Brizendine v. Union Pacific Railroad

96 Kan. 691 | Kan. | 1915

The opinion of the court was delivered by

West, J.:

The deceased had for about two years worked in the defendant’s coal chute at Salina. There was a system of buckets for lifting the coal, which buckets when loaded weighed from eighty to a hundred pounds each and were elevated *692by means of machinery somewhat extensive in size and complicated in character. The allegations in part were in substance that the buckets caught on some obstacle in the bottom of the pit, thereby stopping the machinery, and while the deceased was attempting to remove this obstacle the buckets which had been filled with coal ran backwards of their own weight, catching and crushing him to death; that the power was furnished by a motor and applied by means of a belt and pulleys, and the belt when the motor was not running acted as a brake and prevented the elevator chains from running backwards, and when this belt was removed from its proper place no control could be exercised over the chains; that when the belt was removed from either wheel over which it passed the buckets would run backwards, and in this instance the loaded buckets did run backwards, causing the injury; that the belt and wheels were of faulty construction because not covered with a clamp or guard to keep the belt from slipping off, and that the defendant was negligent in not supplying such safeguards; that there was no safety device to stop the backward movement of the buckets when it became necessary to remove an obstruction; that the deceased met his death while attempting to operate the machinery “by reason of the insufficiency of the clearance of obstruction in said pit and booth, coal chute and elevator, and by reason of the insufficiency of said machinery and equipment, and by reason of the insufficiency and defects in safety appliances and safeguards in connection with said chute and elevator.”

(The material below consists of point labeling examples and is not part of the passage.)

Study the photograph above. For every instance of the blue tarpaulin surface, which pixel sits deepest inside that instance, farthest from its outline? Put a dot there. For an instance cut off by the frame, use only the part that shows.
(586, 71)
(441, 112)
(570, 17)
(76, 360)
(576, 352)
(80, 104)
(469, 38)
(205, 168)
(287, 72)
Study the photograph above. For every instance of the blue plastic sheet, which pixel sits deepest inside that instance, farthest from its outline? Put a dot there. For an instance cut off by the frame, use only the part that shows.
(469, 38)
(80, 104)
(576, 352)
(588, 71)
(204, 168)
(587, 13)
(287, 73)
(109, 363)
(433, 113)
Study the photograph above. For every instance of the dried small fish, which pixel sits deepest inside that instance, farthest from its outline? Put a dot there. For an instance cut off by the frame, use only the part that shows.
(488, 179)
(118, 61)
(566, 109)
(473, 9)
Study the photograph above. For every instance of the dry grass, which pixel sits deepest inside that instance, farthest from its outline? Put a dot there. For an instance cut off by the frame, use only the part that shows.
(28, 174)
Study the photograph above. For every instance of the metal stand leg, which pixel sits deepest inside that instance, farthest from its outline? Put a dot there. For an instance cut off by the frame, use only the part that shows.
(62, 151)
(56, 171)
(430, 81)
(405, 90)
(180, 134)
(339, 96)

The defendant pleaded a general denial, contributory negligence and assumption of risk.

It was shown that Martin had been at work at the chute some two years and had oiled the machinery from top to bottom, and had put the belt on and knew it would come off, and knew there were no appliances to keep the buckets from running backwards except the belt, and that he had been instructed when he first began work to always put the belt on before he removed the obstruction in the bottom of the pit.

The jury found the defendant negligent in having no other safety device than the belt, that the plaintiff was not guilty of contributory negligence, and that while he had reasonable opportunity to know the conditions he did not have reasonable *693opportunity to know and understand the danger to which he was exposing himself when he entered the pit at the time of the injury.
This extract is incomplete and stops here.